A response to the recent challenges to democracy can be summed up in two words: people power. That was the message from the Global Conversation panel focused on Building Inclusive Democracy. While each member brought different views and experiences, they shared one conclusion: People working together can turn the tide.
The panel included Kettering Foundation Senior Fellow María Teresa Kumar, along with CFK Global Fellows Koketso Moeti and Chris Muriithi, moderated by Paloma Dallas, senior program officer for Democracy around the Globe.
Dallas opened the conversation by asking what it means to build a democracy that doesn’t just tolerate, but embraces, inclusion.
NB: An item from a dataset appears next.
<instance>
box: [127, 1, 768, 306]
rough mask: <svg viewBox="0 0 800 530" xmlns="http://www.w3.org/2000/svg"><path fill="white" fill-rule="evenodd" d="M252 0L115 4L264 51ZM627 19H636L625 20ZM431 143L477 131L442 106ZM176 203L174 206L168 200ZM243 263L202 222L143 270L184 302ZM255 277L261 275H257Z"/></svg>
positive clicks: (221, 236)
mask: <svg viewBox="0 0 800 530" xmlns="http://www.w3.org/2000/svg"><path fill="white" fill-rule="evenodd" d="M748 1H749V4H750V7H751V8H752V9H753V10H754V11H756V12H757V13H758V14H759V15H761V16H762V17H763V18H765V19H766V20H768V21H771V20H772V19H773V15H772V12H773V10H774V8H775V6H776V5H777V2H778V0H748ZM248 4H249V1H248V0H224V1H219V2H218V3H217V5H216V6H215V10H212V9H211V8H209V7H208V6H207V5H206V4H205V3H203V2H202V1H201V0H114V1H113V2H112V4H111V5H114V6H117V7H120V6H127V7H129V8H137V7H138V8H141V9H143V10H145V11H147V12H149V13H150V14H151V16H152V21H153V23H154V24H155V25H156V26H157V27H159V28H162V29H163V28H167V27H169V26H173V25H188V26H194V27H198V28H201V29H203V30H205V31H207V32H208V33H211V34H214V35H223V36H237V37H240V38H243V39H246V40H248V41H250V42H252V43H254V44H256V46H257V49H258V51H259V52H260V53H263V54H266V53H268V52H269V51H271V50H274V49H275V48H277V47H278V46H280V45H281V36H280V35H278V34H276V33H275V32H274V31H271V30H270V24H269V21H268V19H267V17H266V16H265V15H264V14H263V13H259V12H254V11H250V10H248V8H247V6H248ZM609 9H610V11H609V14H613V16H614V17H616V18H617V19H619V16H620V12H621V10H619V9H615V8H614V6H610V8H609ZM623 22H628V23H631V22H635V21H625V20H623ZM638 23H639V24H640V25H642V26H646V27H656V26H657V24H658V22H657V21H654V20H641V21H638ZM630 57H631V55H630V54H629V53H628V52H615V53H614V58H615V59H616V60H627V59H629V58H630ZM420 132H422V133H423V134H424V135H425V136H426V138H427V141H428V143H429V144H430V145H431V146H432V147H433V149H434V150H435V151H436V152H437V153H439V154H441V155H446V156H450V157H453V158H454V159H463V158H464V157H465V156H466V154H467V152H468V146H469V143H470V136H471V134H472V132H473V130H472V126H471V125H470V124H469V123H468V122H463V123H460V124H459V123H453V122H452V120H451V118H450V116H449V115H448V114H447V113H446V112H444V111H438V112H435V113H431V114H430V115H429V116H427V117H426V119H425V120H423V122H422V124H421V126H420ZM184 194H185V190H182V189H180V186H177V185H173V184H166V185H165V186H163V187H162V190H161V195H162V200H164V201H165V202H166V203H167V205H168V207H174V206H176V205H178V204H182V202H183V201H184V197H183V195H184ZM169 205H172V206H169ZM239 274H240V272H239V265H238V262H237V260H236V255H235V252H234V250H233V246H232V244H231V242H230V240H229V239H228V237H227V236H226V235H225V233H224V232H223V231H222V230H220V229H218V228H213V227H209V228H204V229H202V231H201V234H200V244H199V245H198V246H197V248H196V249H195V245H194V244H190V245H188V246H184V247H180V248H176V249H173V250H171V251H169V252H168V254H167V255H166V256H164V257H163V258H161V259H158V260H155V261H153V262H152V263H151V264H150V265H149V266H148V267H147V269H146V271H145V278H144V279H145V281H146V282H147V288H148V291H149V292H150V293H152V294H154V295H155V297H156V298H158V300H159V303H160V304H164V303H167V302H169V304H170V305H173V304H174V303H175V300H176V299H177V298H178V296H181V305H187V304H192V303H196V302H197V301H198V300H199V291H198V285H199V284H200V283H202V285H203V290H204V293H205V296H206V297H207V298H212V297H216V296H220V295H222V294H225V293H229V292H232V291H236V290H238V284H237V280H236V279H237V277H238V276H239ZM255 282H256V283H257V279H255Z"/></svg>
Muriithi said that storytelling helped queer people push back against exclusion in Africa. It also helped them come together, learn together, and imagine a better future. They pointed out that queer people have always existed in Africa: “We exist; this is my story; and I am here to stay.”
Dallas then asked Kumar what she sees as the greatest threat to inclusive democracy in the US. Kumar replied that the US is a multicultural country and noted that her 13-year-old daughter is bicultural, which is the largest demographic in this country. Yet race is our Achilles heel. “It is easy for a demagogue to come in and to lay that blame on the feet of the most recently arrived,” she argued. But multiculturalism is our “superpower.” Embracing it would lead to good policy that would have a spillover effect in the rest of the world. She also pointed out that we have done this before. In 2018, “we voted in the most diverse Congress that we had ever seen in our country. And when people ask me, why does diversity matter?—that body for the very first time looked closer to America. We had the most women, the most Indigenous, the most LGBTQ+, the youngest, the most veterans. You name it.”
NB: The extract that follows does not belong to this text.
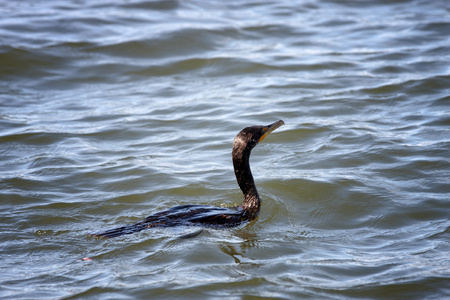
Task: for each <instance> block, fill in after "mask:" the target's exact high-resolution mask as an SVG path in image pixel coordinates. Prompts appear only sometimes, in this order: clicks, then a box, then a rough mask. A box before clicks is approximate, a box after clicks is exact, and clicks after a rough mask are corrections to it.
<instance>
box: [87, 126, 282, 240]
mask: <svg viewBox="0 0 450 300" xmlns="http://www.w3.org/2000/svg"><path fill="white" fill-rule="evenodd" d="M282 125H284V122H283V121H282V120H279V121H277V122H275V123H273V124H270V125H267V126H251V127H246V128H244V129H243V130H241V132H239V133H238V135H237V136H236V137H235V138H234V141H233V151H232V157H233V167H234V173H235V175H236V180H237V182H238V184H239V187H240V188H241V190H242V193H243V194H244V201H243V203H242V205H240V206H237V207H230V208H223V207H217V206H211V205H181V206H175V207H173V208H171V209H168V210H165V211H161V212H158V213H155V214H153V215H150V216H148V217H147V218H145V219H144V220H142V221H140V222H138V223H135V224H132V225H127V226H123V227H119V228H115V229H111V230H108V231H105V232H100V233H95V234H91V235H92V236H97V237H107V238H113V237H117V236H121V235H124V234H130V233H135V232H138V231H141V230H144V229H147V228H152V227H172V226H182V225H188V226H189V225H191V226H192V225H194V226H204V227H214V228H228V227H234V226H238V225H240V224H242V223H243V222H246V221H251V220H254V219H255V218H256V217H257V215H258V213H259V210H260V207H261V199H260V198H259V195H258V191H257V190H256V186H255V182H254V180H253V175H252V172H251V170H250V163H249V160H250V153H251V151H252V149H253V148H254V147H255V146H256V145H257V144H258V143H259V142H260V141H262V140H263V139H264V138H265V137H266V136H267V135H268V134H269V133H271V132H272V131H274V130H275V129H277V128H278V127H280V126H282Z"/></svg>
Moeti responded to a question about the greatest threat to inclusion in South Africa by telling a story about how basic services are not simply collapsing but are difficult to get because of vigilantes. South Africans came together across class lines and marched in protest to fight those who were stealing public resources and to demand access to services they deserved. The same happened in the 1990s, when there was an attempt to keep people from voting.
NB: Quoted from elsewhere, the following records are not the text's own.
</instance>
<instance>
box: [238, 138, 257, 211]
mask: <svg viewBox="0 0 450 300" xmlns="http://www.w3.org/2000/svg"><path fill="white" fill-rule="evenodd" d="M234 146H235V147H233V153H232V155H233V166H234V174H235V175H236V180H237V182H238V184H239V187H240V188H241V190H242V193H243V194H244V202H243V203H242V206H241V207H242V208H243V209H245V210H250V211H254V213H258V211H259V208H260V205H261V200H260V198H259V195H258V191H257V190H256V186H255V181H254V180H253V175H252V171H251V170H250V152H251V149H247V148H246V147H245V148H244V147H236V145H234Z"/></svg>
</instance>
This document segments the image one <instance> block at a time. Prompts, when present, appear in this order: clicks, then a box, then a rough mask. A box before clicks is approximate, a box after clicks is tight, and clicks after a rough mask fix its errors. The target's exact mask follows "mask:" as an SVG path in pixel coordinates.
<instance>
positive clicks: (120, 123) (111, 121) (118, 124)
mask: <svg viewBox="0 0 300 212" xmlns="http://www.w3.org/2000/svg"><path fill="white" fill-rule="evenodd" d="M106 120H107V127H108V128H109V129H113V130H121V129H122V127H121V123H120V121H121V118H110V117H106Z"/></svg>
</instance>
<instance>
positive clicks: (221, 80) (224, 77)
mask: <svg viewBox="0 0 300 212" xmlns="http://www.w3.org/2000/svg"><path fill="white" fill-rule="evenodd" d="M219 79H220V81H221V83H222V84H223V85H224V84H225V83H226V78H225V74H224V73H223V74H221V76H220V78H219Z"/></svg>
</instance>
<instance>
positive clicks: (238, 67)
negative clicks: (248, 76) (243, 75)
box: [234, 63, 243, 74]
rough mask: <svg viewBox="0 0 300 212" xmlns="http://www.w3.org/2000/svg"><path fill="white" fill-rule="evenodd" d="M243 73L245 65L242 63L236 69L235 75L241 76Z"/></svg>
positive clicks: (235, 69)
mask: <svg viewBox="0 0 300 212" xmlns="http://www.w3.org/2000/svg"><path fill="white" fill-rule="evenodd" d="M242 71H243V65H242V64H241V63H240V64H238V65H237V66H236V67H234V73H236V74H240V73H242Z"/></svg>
“People took to the streets,” she said. “Every single person refused to cooperate and said, ‘You will not deny us this democratic vote.’” There was also international pressure. “This is not unique to South Africa,” she explained. “The world is full—so full—of examples of transformative change that were forced because the masses came together, whether at the domestic level or, like in the case of South Africa, at an international level. So these struggles should serve as reminders that a different world is possible.”
Kumar shared, “I am seeing local communities rise up,” and told a story of an immigrant woman mistakenly arrested by ICE in upstate New York. She was undocumented, so they took her and her three small children and sent them to a detention center in Texas. However, one of the children’s elementary school principals “signed a petition, mobilized his community, and said, ‘Not on my watch.’”
“That family was returned because what we don’t understand is that, when we make noise, when we demonstrate our humanity and our dignity and that we care, that is our collective American value,” Kumar said.